Data locality for queries
A document is usually stored as a single continuous string, encoded as JSON, XML, or a binary variant thereof (such as MongoDB’s BSON). If your application often needs to access the entire document (for example, to render it on a web page), there is a performance advantage to this storage locality. If data is split across multiple tables, like in Figure 2-1, multiple index lookups are required to retrieve it all, which may require more disk seeks and take more time.
The locality advantage only applies if you need large parts of the document at the same time. The database typically needs to load the entire document, even if you access only a small portion of it, which can be wasteful on large documents. On updates to a document, the entire document usually needs to be rewritten—only modifications that don’t change the encoded size of a document can easily be performed in place . For these reasons, it is generally recommended that you keep documents fairly small and avoid writes that increase the size of a document . These performance limitations significantly reduce the set of situations in which document databases are useful.
It’s worth pointing out that the idea of grouping related data together for locality is not limited to the document model.
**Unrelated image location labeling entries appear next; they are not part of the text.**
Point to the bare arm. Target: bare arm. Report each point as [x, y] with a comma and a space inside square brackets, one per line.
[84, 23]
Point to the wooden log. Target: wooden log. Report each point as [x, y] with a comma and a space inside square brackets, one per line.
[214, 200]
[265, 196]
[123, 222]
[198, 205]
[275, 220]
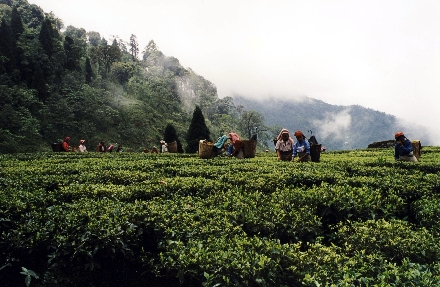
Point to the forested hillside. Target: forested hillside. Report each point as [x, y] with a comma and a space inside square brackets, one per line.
[57, 81]
[336, 127]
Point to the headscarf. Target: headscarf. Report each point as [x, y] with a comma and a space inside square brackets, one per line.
[298, 133]
[221, 141]
[234, 137]
[285, 131]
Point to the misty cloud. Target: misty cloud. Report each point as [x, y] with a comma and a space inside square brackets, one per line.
[334, 125]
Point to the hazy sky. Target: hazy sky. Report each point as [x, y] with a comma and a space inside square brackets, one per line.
[383, 55]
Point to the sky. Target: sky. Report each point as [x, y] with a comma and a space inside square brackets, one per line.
[383, 55]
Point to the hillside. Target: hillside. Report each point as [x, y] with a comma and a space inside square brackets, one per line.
[356, 218]
[57, 81]
[336, 127]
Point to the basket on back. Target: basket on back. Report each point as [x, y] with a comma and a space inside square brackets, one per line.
[249, 148]
[205, 149]
[417, 146]
[315, 152]
[172, 147]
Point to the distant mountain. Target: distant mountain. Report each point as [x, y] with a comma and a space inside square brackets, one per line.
[336, 127]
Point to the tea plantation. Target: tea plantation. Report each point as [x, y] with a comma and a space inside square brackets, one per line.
[356, 218]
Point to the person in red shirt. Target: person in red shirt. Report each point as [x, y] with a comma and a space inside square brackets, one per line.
[238, 145]
[65, 146]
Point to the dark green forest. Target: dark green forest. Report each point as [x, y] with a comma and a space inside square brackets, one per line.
[57, 81]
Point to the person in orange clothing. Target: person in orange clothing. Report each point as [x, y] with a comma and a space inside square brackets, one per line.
[403, 149]
[65, 146]
[237, 144]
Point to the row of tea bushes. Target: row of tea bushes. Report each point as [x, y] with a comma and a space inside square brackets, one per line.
[357, 218]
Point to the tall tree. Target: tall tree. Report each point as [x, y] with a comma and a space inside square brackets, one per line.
[89, 71]
[46, 37]
[197, 131]
[7, 57]
[16, 24]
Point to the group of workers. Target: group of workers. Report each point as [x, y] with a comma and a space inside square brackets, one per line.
[233, 149]
[289, 150]
[286, 148]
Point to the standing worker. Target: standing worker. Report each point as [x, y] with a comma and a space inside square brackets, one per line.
[65, 146]
[284, 145]
[82, 147]
[301, 148]
[403, 148]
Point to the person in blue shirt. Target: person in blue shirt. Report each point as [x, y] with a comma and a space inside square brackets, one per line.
[301, 148]
[219, 146]
[403, 148]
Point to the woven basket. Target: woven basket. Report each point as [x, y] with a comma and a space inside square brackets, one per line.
[249, 148]
[315, 152]
[417, 146]
[172, 147]
[205, 149]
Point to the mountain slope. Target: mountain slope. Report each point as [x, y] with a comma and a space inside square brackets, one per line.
[336, 127]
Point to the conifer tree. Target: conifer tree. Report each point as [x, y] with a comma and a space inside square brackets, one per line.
[16, 23]
[7, 46]
[197, 131]
[46, 37]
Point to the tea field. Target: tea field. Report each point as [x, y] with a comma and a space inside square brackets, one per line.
[356, 218]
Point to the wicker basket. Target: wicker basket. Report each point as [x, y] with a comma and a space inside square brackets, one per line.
[172, 147]
[249, 148]
[417, 146]
[205, 149]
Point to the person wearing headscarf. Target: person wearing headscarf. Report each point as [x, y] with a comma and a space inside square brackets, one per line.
[284, 145]
[301, 148]
[237, 145]
[82, 147]
[403, 149]
[65, 146]
[219, 145]
[164, 146]
[102, 147]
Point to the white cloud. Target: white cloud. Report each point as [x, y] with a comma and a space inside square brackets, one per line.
[334, 125]
[383, 55]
For example, Google’s Spanner database offers the same locality properties in a relational data model, by allowing the schema to declare that a table’s rows should be interleaved (nested) within a parent table . Oracle allows the same, using a feature called multi-table index cluster tables . The column-family concept in the Bigtable data model (used in Cassandra and HBase) has a similar purpose of managing locality .
We will also see more on locality in Chapter 3.